The Grey Corries are a range of mountains in the West Highlands of Scotland. The range includes several of Scotland's highest peaks including a number of Munros. The range is bounded to the north by the great extent of Leanachan Forest beyond which is Glen Spean and the Great Glen, to the east by the defile of Lairig Leacach and to the south by upper Glen Nevis and the headwaters of the Abhainn Rath. The ridge continues westwards at a high level to join Aonach Beag, Aonach Mor, Carn Mor Dearg and Ben Nevis.

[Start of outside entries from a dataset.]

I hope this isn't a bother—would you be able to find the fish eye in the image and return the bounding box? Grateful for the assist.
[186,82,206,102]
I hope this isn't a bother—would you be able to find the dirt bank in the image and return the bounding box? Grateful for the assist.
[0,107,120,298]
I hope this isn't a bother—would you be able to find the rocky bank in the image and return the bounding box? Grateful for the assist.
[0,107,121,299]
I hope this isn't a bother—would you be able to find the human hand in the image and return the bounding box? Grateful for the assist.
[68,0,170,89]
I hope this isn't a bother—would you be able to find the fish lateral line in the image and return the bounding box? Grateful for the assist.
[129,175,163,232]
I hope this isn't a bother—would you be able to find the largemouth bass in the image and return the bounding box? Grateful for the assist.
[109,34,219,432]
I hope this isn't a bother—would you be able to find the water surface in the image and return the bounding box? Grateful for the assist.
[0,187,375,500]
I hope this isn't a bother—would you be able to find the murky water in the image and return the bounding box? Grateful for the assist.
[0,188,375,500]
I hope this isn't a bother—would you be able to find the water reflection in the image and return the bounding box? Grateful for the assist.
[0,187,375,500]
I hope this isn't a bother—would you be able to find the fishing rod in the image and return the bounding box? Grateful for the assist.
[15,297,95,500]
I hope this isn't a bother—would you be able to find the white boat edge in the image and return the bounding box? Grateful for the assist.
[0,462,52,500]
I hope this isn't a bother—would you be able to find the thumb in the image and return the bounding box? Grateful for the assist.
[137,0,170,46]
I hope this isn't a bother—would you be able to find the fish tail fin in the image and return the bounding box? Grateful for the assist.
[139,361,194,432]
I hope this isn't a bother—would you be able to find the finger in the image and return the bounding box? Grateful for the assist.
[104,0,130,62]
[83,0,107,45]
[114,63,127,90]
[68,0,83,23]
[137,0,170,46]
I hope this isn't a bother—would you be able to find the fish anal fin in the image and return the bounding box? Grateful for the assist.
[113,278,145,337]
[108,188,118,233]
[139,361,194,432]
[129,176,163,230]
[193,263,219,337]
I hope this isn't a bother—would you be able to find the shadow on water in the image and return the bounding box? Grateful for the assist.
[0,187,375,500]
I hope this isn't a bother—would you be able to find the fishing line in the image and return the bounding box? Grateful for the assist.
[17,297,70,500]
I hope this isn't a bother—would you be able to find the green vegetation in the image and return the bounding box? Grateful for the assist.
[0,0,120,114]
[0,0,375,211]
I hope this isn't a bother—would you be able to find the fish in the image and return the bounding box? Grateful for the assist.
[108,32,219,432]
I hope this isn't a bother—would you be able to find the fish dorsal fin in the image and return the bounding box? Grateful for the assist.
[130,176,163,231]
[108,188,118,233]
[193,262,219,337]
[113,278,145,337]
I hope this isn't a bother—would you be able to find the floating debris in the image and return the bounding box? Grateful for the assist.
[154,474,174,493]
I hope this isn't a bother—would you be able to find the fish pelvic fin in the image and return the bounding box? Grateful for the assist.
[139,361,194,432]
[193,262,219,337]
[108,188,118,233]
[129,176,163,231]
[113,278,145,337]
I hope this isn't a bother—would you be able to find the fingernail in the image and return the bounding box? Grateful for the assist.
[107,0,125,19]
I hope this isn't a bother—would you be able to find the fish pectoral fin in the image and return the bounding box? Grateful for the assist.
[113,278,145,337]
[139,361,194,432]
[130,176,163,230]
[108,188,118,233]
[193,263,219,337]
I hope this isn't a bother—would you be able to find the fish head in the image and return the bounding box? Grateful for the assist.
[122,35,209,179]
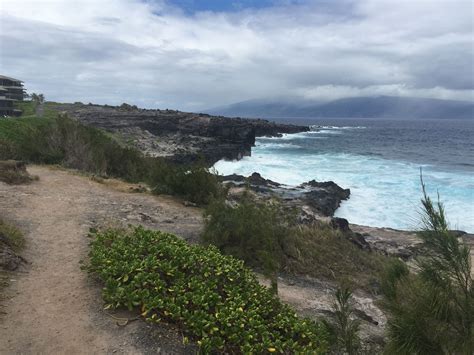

From west to east the principal peaks of the range are Sgurr Choinnich Beag (963 m), Sgurr Choinnich Mor (1094 m), Stob Coire Easain (1080 m), Stob Coire an Laoigh (1116 m), Caisteal (1106 m), Stob Coire Cath na Sine (1079 m), Stob a' Choire Leith (1105 m), Stob Choire Claurigh (the highest peak of the range at 1177 m) and Stob Coire na Ceannan (1123 m). Stob Coire Gaibhre (958 m) lies to the north of the eastern end of the range whilst Stob Ban (977 m) lies to the south of the ridge's eastern end. A northern spur of Stob Coire Easain culminates in Beinn na Socaich (1007 mm).